IGS Case History: Big Andy Ridge Project – Lee and Wolfe Counties, Kt USA. (1998-)
One of the smallest scale and earliest documented IGS projects commencing in 1998. This project initially utilized a 350 Mscfd unit in 1998 that was quickly upgraded to a 750 Mscfd unit by late 1998, both of which had an outlet pressure of 150 psi. This is approximately half the capacity of a current membrane nitrogen compression systems.
The configuration of this scheme was similar to a miniaturised version of the large scale Nitrogen EOR schemes of the time with the IG generator centrally located and the IG piped to individual wells using low cost, low pressure poly pipe. Given the low productivity of the wells and low gas injection rates 15 wells were on injection at any given time.
Prior to the commencement of IGS EOR the fields were producing approximately 200 BOPD from 400 wells at an average rate of 0.5 BOPD per well from a shallow (1300’) dual porosity fractured reservoir with an average reservoir pressure of 25-50psi.
After commencement of the EOR project production increased from 200 BOPD to over 500 BOPD with only 163 of the 400 wells having been treated. The production metrics show that more incremental oil is produced per unit of gas injected for each incremental cycle due to the ongoing contribution from the previous cycles.
In one lease on the field, the Little Noah lease, there was a 17% increase in efficiency from the second cycle over the first cycle with returns increasing from 1 Bbl per 1.7 Mscf to 1 Bbl per 1.4 Mscf. Overall the incremental cumulative production for the first two years of operation was 115,000 Bbls of oil for 342 Mmscf of IG injection or a return of 1 Bbl per 1.2 Mscf of injection.
Little Noah Lease had seven wells producing less than 7 Bbls per month. After IG EOR the lease was producing on average 250 Bbls of oil per month. The gas usage for the initial IG cycle was 1.7 Mscf per incremental Bbl with this dropping to 1.4 Mscf incremental Bbl in the 2nd cycle due to the cumulative effect of IG cycles.
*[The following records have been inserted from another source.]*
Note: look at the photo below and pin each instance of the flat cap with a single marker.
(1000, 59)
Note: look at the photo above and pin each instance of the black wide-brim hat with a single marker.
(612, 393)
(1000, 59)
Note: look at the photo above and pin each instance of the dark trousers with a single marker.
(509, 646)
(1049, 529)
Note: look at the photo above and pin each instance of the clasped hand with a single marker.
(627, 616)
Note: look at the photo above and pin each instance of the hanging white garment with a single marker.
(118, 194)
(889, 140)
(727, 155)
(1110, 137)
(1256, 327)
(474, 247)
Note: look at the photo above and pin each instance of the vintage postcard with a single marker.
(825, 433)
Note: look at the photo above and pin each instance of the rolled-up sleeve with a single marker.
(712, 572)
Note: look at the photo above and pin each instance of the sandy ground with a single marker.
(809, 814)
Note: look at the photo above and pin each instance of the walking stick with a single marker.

The Big Andy Ridge Project produced over 115,000 incremental Barrels of Oil in the first two years of operations increasing the production rate from 200 BOPD to over 500 BOPD over a period when production would have declined to less than 150 BOPD without IG EOR. There was no increase in water production over the same period. The EOR project not only increased production and profit but also increased recoverable reserves for the subject fields. The project was economic at the time when the oil price was $25 per Bbl and utilizing sub-optimal equipment.